Why? Medicare. Last week, President Bush has already announced a budget cutting hospital funding for fiscal year 2008. The President proposes cuts in Medicare and Medicaid spending by $196 billion over five years, with hospitals in the bulls’-eye of the reductions.
Hospitals are a primary target audience attending HIMSS. HIMSS is akin to a shopping mall with stores featuring every conceivable aspect of health IT: from “A” (accounts payable) to “X” (XML toolkits for web development). And hospitals are in an increasingly tough capital environment, according to Fitch Ratings’ report on non-profit hospitals published in January 2008.

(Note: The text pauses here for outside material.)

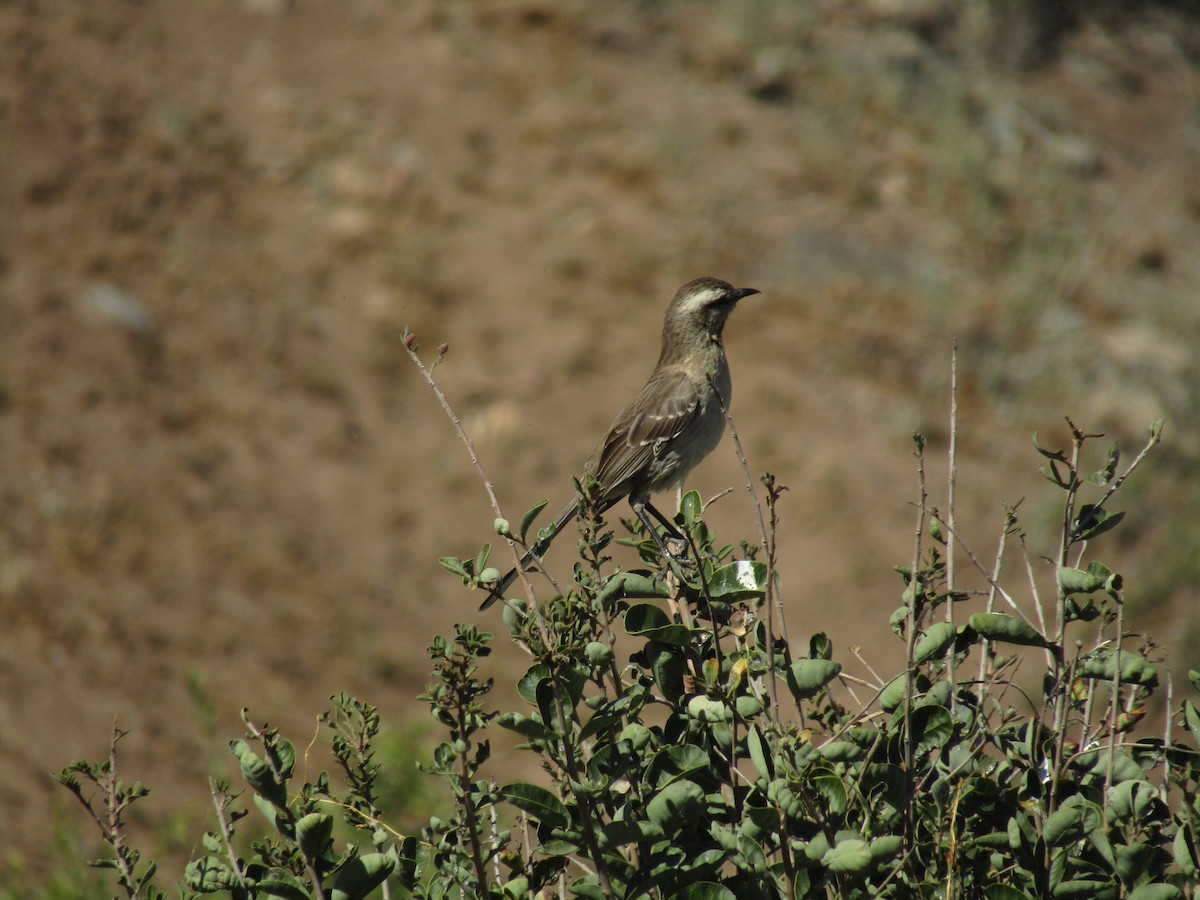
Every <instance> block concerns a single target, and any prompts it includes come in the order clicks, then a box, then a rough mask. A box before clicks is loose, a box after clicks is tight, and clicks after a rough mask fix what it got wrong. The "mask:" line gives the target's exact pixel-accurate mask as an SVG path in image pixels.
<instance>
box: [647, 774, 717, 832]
mask: <svg viewBox="0 0 1200 900" xmlns="http://www.w3.org/2000/svg"><path fill="white" fill-rule="evenodd" d="M703 812H704V790H703V788H702V787H701V786H700V785H697V784H696V782H695V781H688V780H680V781H672V782H671V784H670V785H667V786H666V787H665V788H662V790H661V791H659V792H658V793H656V794H655V796H654V797H653V798H652V799H650V802H649V803H648V804H646V816H647V818H649V820H650V821H652V822H654V823H655V824H656V826H659V827H660V828H662V830H664V832H665V833H667V834H671V833H673V832H678V830H688V832H692V830H695V829H696V828H697V827H700V826H701V824H703V818H704V816H703Z"/></svg>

Health Populi’s Hot Points: It is no small irony that President Bush, who vowed in his chicken-in-every-pot moment to get every American an electronic health record by 2014, continues to cut into the flesh of hospitals. I will be following the money over the next three days at HIMSS, and reporting out to you what I learn through this journey.
I’ve attended at least 14 annual HIMSS meetings, so I’ve come to expect the following: acres of HIT real estate to traverse (thus, comfortable shoes trump anything remotely looking like this Manolo Blahnik, left); overhead signs competing for mindshare (usually paid for by Fortune 100s, the grand HIT players, and those wanting to make a New Big Splash); and, of course, a dose of hype depending on the application.
At 10 am, I will attend the HIMSS press brunch which launches the organization’s annual survey of CIOs: their concerns, plans and spending patterns for HIT for this year and next. I have already interviewed representatives from HIMSS and Cisco (the study’s sponsor) to discuss the results, about which I will say more tomorrow after the embargo is lifted.
But tonight, there is an underlying theme I want to lay out as we ponder health IT for 2008 and beyond: how to finance the stuff?
We who work with and in health IT talk about financing a lot, of course, and have for years. But this year, with the economy in or near recession, and with the current President in the White House, I’ve a strong feeling that money for buying HIT will be tight. While there are so many imperatives driving CIOs to invest more in health IT — from medical error reduction to meeting consumer demands — capital for doing so will be scant (or at a minimum, scant-er).